Intanto che effetti concreti avrà il decreto polizze?

Il testo applica il modello Rc auto dell’azione diretta, che contribuirà, con l’accertamento tecnico preventivo e la conciliazione obbligatoria, a semplificare e ridurre i tempi dei risarcimenti. Poi, traccia linee omogenee per l’autoritenzione del rischio e l’autoassicurazione. Con strumenti chiari, dal fondo di garanzia a competenze in grado di gestire l’attività assicurativa interna alle aziende. Il profilo “misto” è la scelta auspicabile: la stragrande maggioranza dei risarcimenti rientra in una franchigia con un tetto sotto il quale opera il ristoro delle aziende, mentre per i casi complessi e i danni catastrofali ci sono le compagnie.

Negli anni le sentenze hanno modificato in parte la legge…

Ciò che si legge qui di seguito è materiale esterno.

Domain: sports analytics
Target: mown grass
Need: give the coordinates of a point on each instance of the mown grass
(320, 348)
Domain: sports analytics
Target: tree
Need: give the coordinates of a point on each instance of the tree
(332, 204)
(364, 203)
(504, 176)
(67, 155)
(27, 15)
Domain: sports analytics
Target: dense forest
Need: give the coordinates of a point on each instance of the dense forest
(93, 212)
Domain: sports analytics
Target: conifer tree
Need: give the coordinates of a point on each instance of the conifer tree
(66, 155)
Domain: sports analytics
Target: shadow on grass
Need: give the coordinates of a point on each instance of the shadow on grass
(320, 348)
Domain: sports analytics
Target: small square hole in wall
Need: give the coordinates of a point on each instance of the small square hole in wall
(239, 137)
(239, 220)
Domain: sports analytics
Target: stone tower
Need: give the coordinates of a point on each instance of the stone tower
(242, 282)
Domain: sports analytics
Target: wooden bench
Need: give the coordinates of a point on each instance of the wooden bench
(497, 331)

Spesso è stata interpretata in modo non in linea con la volontà del legislatore: ad esempio, le sentenze della Cassazione sulla responsabilità penale hanno complicato questa parte. La legge ha lanciato dispositivi innovativi: una parte funziona molto bene, ma altri richiedono, già forse nella prossima legislatura, un primo tagliando.

Cosa ha funzionato?

I modelli organizzativi sanitari e la gestione del rischio, con il risk management centrale nell’attività di prevenzione e gli audit clinici. Bene anche la semplificazione del risarcimento nel civile, con il confine netto tra responsabilità contrattuale ed extracontrattuale. Il collegio peritale multi-professionale è un’ulteriore garanzia.

E per il penale?

Occorre intervenire, anche inserendo le norme figlie della pandemia in un testo coordinato della legge 24. Il professionista non può essere perseguito se non per colpa grave.